The archaeological site RS-TQ-141 is located in the municipality of Cruzeiro do Sul, Rio Grande do Sul (Brazil) and it Guarani Tradition. The site is located between a plantation area and a large slope that extends to the bank of the Taquari River. The site comprises an assemblage of 642 ceramic fragments, 88 lithic objects and 17 samples of coal, soil and bone material. Of these, about 200 small fragments of ceramic present internal and / or external painted surfaces; however, there are issues concerning the shape and size of the vessel.

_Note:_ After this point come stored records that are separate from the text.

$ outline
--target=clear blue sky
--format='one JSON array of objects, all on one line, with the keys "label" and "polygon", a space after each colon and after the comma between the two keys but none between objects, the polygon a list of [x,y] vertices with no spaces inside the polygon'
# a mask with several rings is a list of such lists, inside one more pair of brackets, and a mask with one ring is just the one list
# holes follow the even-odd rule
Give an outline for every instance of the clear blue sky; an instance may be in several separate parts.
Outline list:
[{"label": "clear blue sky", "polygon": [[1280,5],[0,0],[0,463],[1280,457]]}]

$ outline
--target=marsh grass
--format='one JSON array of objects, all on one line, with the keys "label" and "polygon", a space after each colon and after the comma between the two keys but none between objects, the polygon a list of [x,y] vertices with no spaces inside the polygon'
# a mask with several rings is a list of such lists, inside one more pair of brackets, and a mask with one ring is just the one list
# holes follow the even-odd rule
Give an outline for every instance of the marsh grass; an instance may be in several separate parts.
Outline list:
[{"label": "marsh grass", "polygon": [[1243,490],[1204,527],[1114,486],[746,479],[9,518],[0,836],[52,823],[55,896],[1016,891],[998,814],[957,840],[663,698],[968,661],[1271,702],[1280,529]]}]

Moreover, it is problematic in determining being the form of the vessel (e.g. pot, bowl, storage jars or drinking vessel). In the past, there have been several studies that have considered the functionality of these vessels, however, little progress has been made in terms of the analysis of the painted surfaces, be it its function, meanings or pertinent to our paper, the chemical analysis involved in the composition of pigments.

Applying μ-FTIR methods it was possible to differentiate white and red pigments produced with different types of (ocher) clays. The pigments were produced with the same groups of clays used for the manufacture of ceramics. The presence of at least two groups of clay is recorded: one with more calcium (montmorillonite) than the other, and the other with more aluminum (kaolin). The white pigments are distinguished in the spectra by the presence of carbonate and more aluminum, and by the absence of magnetite. From this research, there does not seem to be any difference between internal and external pigments. Organic materials were detected, both in the pigment and in the production of the ceramics; the latter probably is related to pyrolysis phenomena. The organic resides present within the analysis could suggest the ceramic was used to cook foodstuffs and these in turn became attached to the pigments.